Shintemaster is right. You don't speak for me either.
The players are not victims. They are personally responsible for every substance that goes into their bodies. If they choose to rely on what their club tells them, and not make their own independent inquiries, then that is a choice they make and a risk they take.
Nor could they say they didn't know that. Everyone knows that. The AFL runs education courses for the players about PED's and players' obligations and responsibilities.
They may have been dumb, naive, stupid and trusting, but they were not victims.
They have also been quite happy to have an each way bet throughout this saga. Hide behind club officials, wailing parents, the AFLPA...let everyone else do the heavy lifting for them. They were quite content to be represented in the Federal Court hearing, as an attempt to support *'s pitiful attempt to get the investigation quashed while at the same time not bringing their own court case and thereby jeopardising their ability down the track to cry victim and try and negotiate reduced sentences. It's a quite deliberate play on their part and any sympathy I might have had for the players (which was minimal to begin with) ended right there and then.

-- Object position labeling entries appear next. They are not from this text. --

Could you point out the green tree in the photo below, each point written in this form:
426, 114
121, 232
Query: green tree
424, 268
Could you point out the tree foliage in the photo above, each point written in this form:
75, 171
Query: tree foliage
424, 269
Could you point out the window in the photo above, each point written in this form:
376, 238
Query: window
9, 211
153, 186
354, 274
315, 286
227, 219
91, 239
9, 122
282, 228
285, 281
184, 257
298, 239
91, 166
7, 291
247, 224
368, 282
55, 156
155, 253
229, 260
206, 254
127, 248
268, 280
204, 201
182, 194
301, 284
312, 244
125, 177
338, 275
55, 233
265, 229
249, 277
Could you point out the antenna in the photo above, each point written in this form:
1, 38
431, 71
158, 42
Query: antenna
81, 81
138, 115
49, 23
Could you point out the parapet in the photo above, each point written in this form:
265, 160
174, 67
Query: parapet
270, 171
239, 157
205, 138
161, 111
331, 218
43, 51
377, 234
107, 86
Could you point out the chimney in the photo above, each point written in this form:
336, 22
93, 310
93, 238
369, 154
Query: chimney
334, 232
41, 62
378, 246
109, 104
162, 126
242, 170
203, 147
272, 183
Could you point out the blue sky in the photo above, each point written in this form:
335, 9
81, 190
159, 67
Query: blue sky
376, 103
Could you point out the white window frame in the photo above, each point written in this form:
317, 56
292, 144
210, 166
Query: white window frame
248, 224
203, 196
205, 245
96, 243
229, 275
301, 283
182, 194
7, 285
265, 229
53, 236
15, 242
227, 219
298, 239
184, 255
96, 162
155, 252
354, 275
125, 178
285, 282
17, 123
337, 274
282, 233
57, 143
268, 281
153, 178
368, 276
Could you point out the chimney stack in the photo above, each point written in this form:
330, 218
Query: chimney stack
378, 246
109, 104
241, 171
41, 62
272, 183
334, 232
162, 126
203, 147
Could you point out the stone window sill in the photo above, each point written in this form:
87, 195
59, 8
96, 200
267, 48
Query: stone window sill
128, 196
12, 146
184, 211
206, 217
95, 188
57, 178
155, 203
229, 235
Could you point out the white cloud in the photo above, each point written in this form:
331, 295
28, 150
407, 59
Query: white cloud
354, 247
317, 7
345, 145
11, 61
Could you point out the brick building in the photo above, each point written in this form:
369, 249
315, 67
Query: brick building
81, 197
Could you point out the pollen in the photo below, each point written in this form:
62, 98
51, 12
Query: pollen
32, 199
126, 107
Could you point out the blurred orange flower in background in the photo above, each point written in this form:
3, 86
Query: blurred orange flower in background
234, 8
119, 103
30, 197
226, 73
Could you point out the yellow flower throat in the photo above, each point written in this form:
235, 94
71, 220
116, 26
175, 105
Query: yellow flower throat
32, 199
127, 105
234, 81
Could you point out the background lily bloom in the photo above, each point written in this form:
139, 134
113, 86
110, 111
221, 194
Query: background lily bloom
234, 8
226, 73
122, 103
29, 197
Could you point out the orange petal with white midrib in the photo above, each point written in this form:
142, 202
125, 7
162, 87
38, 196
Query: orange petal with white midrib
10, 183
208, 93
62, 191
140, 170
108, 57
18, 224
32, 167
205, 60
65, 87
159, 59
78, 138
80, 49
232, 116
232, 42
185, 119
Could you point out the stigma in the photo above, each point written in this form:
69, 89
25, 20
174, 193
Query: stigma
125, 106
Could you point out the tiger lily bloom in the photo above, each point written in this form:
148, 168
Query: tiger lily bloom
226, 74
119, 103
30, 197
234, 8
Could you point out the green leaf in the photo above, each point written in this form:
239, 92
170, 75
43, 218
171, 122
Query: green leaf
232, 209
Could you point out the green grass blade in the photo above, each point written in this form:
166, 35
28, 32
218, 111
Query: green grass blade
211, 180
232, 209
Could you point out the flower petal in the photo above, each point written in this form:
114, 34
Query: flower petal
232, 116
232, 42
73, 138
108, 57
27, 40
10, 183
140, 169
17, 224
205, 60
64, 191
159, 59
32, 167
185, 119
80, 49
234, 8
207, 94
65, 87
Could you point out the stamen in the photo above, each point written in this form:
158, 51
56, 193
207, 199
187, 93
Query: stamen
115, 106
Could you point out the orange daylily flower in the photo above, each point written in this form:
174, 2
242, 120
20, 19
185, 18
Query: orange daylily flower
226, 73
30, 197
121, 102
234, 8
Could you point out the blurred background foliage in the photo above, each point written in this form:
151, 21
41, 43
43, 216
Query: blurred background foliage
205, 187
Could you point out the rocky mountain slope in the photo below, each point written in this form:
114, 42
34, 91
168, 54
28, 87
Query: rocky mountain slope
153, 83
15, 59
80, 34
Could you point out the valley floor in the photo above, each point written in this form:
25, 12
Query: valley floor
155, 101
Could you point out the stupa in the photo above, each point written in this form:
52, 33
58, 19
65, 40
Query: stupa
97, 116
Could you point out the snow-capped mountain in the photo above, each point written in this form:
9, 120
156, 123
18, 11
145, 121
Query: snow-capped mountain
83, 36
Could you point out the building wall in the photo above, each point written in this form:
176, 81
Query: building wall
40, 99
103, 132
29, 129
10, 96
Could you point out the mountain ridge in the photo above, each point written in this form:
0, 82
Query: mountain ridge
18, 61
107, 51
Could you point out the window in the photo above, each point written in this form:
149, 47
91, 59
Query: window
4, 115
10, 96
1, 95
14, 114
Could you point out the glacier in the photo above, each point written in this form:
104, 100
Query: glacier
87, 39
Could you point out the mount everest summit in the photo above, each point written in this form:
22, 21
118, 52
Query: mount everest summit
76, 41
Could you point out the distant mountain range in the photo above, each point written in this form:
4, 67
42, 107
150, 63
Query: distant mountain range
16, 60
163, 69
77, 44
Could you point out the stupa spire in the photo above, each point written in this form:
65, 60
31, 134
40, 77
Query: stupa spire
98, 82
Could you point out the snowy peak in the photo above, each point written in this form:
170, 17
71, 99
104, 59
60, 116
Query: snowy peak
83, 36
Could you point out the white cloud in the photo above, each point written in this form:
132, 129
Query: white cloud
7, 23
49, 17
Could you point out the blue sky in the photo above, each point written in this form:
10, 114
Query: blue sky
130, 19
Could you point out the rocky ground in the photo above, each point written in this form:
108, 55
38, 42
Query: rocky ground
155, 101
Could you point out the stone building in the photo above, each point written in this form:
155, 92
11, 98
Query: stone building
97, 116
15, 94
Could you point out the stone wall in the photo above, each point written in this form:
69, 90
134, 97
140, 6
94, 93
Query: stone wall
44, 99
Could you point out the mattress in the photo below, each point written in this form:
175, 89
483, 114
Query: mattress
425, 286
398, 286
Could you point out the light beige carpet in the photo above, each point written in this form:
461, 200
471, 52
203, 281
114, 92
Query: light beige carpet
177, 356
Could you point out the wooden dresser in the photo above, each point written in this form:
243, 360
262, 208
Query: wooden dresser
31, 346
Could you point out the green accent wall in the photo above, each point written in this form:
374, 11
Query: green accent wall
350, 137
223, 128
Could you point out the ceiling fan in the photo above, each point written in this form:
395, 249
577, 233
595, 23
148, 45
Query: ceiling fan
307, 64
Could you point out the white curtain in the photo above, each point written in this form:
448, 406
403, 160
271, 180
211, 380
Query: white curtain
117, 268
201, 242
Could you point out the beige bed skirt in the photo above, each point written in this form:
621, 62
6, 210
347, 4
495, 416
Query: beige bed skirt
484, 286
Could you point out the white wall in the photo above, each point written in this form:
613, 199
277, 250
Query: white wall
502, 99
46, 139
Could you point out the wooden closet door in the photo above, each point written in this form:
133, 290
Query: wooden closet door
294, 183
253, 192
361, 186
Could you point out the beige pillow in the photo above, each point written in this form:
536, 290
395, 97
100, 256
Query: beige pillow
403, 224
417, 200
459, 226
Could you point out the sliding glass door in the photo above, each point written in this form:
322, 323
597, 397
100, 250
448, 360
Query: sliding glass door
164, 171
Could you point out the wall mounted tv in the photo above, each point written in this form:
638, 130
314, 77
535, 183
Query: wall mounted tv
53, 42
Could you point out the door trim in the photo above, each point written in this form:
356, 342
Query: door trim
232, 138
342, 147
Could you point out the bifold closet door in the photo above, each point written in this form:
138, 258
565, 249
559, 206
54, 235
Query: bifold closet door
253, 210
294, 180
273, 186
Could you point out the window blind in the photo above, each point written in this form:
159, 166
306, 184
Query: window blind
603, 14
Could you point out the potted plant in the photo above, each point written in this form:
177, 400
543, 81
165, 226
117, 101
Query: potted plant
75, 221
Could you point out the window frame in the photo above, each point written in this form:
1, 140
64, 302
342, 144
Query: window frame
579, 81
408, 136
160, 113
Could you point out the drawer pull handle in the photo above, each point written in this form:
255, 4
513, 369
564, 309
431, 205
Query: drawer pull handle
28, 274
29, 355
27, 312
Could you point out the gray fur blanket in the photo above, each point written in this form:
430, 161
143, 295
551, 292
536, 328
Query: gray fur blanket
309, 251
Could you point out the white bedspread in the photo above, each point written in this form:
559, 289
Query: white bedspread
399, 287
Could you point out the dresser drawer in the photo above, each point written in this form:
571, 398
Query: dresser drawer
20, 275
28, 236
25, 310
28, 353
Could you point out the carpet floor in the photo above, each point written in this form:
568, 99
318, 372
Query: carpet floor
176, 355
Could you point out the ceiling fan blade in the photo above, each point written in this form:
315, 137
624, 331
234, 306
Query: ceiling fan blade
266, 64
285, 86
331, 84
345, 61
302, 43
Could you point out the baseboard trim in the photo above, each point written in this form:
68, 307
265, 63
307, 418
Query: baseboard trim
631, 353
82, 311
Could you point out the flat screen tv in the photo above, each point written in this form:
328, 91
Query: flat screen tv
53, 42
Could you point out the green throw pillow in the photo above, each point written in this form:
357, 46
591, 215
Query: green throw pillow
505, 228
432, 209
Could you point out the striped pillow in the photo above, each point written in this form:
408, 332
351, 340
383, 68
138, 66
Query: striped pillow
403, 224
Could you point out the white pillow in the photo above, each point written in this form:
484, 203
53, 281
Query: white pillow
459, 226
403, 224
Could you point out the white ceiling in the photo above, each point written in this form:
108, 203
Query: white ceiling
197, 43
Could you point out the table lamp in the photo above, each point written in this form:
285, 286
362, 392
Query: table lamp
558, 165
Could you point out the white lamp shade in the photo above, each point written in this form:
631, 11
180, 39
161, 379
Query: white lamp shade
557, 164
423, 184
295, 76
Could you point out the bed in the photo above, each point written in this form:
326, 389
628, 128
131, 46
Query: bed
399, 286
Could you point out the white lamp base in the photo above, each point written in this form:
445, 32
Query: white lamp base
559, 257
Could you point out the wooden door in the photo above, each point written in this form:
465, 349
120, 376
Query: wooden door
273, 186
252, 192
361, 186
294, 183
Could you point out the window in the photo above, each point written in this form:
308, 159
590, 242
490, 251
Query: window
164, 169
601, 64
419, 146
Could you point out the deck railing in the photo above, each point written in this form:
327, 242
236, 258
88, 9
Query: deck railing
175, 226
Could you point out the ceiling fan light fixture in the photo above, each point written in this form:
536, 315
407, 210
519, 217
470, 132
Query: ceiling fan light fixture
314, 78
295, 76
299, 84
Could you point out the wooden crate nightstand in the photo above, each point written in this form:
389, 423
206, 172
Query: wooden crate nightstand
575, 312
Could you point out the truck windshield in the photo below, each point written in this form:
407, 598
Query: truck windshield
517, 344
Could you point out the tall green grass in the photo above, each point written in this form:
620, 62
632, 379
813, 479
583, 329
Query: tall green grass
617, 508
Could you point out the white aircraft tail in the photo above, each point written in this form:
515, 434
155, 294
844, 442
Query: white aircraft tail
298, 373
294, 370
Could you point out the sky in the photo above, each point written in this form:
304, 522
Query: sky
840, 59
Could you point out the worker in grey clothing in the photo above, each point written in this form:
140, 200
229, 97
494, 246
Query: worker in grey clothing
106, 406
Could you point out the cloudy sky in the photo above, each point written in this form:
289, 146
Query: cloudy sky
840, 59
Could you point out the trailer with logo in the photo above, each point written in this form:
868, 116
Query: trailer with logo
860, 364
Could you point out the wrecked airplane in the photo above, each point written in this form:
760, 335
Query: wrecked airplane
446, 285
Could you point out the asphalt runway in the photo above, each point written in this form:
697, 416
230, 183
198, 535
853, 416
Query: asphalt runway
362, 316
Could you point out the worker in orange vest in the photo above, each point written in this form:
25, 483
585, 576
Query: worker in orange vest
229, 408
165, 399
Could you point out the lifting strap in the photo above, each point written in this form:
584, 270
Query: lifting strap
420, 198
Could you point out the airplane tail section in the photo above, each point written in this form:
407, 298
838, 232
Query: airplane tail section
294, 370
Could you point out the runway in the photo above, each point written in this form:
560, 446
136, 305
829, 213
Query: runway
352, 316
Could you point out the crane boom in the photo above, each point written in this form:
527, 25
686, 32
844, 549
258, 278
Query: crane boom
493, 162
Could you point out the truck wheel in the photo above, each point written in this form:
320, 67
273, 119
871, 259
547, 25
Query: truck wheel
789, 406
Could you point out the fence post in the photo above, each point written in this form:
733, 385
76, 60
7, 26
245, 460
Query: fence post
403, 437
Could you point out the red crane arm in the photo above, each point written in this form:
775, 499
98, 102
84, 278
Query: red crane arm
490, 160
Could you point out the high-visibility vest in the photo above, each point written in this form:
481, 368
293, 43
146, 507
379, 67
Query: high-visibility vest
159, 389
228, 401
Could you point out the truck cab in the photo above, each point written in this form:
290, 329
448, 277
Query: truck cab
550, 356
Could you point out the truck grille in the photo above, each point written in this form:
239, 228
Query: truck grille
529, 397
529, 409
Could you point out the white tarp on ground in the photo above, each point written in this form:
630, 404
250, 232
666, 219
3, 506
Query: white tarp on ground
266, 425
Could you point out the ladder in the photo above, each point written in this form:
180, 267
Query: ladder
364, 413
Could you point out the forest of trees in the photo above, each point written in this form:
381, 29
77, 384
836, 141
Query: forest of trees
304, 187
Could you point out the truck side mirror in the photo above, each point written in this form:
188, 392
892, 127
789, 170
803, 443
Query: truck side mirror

The players can go suck a fart. I don't know whether or not they took (note - not "given", but "took") PED's, and if they didn't then they didn't and that's fine. I suspect they did, but the case has a fair way to go and let's see how it plays out. What I do hope is that if it is found that they took PED's, then there is no lenience. No reduced bans for "providing assistance", cos they haven't assisted at all. No backdated bans due to the length of the investigation, cos it ain't ASADA's fault that * left such a dog's breakfast behind that ASADA has had a ******* difficult job trying to figure out what actually happened. Just bans that are appropriate and consistent with every other athlete found to have taken similar substances.